God has also showed me what Mathew 6:25-34 means. When the world had closed its doors and I was left without a healthcare system or a job because of what we went through God brought this verse to life as he brought me to an understanding of how much more valuable life is than what we think we need to sustain it in this world. For over 6 months, I would realize this as we went through only focusing on how we would make it through the days with our lives; food & clothing became unimportant. I went those months without being able to eat as those moments became impossible to have. I still manged to walk through it as God became the only bread I needed.

Then as time went by God taught me that he was our provider as were we not more valuable than the birds and he feeds them.
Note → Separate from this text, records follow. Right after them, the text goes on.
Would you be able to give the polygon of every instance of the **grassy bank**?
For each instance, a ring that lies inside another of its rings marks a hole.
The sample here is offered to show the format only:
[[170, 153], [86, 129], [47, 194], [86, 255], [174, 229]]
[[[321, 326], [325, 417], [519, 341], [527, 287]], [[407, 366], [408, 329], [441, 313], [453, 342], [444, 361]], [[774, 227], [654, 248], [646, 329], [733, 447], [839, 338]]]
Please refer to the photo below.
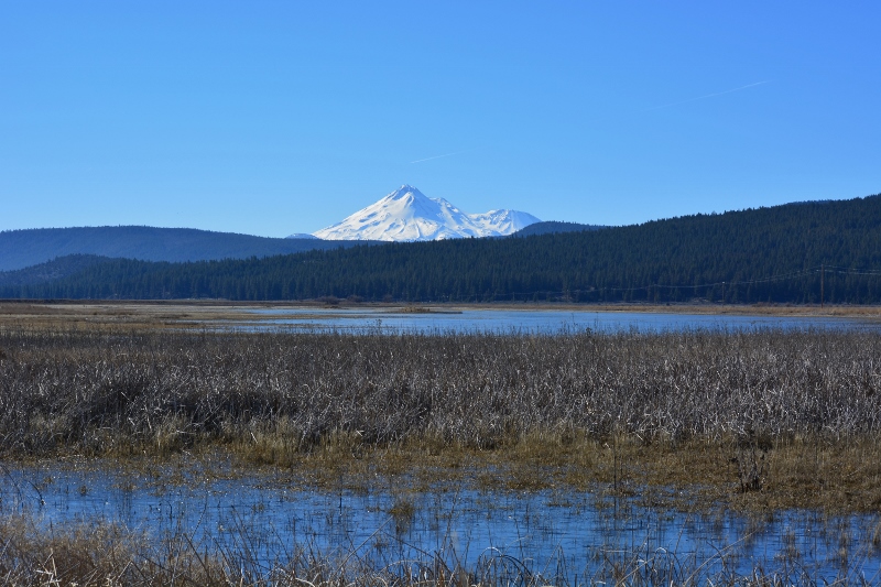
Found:
[[872, 510], [881, 507], [879, 343], [874, 333], [828, 330], [6, 327], [0, 450], [6, 459], [221, 450], [317, 483], [461, 476], [483, 487], [689, 487], [743, 506]]

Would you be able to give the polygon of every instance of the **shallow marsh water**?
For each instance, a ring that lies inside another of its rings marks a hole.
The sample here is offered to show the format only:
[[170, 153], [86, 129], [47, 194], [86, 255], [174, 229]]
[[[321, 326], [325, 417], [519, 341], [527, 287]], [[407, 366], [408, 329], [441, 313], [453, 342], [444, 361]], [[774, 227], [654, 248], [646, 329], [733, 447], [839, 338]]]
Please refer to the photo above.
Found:
[[380, 308], [260, 308], [253, 322], [239, 323], [252, 330], [303, 328], [352, 331], [418, 333], [525, 333], [557, 334], [590, 328], [599, 331], [640, 331], [757, 328], [877, 329], [877, 322], [820, 316], [769, 316], [739, 314], [663, 314], [650, 312], [596, 312], [555, 309], [461, 309], [390, 312]]
[[608, 488], [412, 492], [377, 479], [369, 490], [318, 490], [292, 486], [278, 471], [228, 479], [216, 472], [198, 465], [168, 475], [4, 467], [0, 514], [29, 513], [44, 529], [111, 522], [154, 540], [183, 534], [247, 552], [267, 567], [306, 545], [351, 553], [378, 568], [437, 556], [450, 568], [494, 559], [566, 584], [602, 579], [614, 564], [672, 569], [679, 580], [757, 568], [819, 583], [881, 580], [878, 515], [742, 514], [721, 504], [686, 512], [641, 497], [616, 499]]

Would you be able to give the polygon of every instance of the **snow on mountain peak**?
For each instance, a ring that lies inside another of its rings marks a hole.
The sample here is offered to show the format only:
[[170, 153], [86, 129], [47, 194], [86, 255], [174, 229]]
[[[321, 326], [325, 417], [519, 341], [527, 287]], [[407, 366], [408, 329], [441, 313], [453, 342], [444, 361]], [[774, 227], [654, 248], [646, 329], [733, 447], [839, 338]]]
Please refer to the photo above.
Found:
[[429, 198], [404, 184], [341, 222], [313, 235], [326, 240], [442, 240], [504, 236], [539, 221], [531, 214], [516, 210], [465, 214], [444, 198]]

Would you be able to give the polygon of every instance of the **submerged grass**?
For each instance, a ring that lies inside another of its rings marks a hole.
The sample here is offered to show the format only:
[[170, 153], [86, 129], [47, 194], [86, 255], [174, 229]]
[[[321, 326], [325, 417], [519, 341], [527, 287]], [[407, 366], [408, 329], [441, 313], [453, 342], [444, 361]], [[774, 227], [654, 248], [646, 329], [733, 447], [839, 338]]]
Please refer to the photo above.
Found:
[[325, 486], [406, 475], [511, 489], [690, 487], [742, 507], [873, 510], [879, 343], [834, 330], [7, 326], [0, 458], [220, 449]]

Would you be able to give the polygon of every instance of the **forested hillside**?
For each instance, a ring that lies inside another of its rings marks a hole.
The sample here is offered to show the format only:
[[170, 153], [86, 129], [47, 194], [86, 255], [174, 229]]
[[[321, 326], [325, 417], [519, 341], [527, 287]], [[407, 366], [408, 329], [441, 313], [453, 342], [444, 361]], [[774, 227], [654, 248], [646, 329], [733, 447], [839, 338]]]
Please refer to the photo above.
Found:
[[[820, 271], [823, 270], [823, 271]], [[108, 261], [3, 297], [881, 302], [881, 196], [521, 238]]]
[[315, 238], [272, 239], [193, 228], [35, 228], [0, 232], [0, 271], [23, 269], [69, 254], [177, 262], [247, 259], [349, 246], [351, 243]]

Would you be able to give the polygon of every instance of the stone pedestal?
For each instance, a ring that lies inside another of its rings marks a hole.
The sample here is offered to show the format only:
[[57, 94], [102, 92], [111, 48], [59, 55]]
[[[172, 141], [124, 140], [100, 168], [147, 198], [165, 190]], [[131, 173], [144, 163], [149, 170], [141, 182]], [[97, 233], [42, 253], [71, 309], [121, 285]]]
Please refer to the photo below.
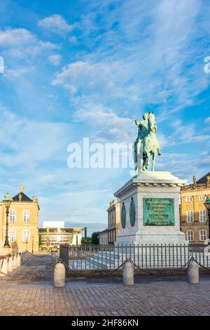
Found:
[[115, 245], [188, 244], [179, 216], [179, 191], [186, 183], [170, 172], [156, 171], [141, 172], [127, 182], [114, 194], [120, 200]]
God showed us that he indeed would care for our needs as he took care of our housing by having the bank tell us, after I lost my job, that we wouldn't need to pay our mortgage till next year and that they would cover the new roof we would need. I don't know about you but to me that was unheard of. We would not have money to buy groceries but God would bring his living word alive again in my life as he showed me first hand the story of the five loaves and 2 fishes (Luke9:12-17), as he took what we had and made every days meals satisfy our hunger and there would be more for the next day.


I could go on and on about what God has been teaching me and I most likely will continue in the future.

I just have a desire to walk with Jesus in full dependency of him. I want to go out into this world and tell everyone this isn't just something to believe in it is very much alive and real!!

I have a desire to walk from one coast to the other of Canada declaring God's truth as I follow Jesus and his lead, serving those who I come in contact with the love and comfort my Savior has given me. I have been told I am crazy, I have been told I should be happy where I am and that this is the ministry God has placed me in, but I ask why does my heart break to leave the things of this world that hold me in bondage and walk free with the one who has saved me spreading his Good News. I feel that I have spoke to all that I know about what God has done for us through his Son Jesus Christ and I need to reach the unreached. I know that I am probably being a dreamer but I pray not, I pray God will set me free to follow what my heart breaks to do go out and share what he has done for us.

God I can not praise you enough as you are the almighty, all sovereign, King of Kings Creator of all. I come to you asking to be free of the bondage's of this world that hold me back from walking with you in your complete will. I want to shout out to all that do not know you and share what you have done for us all. In Jesus Name Amen.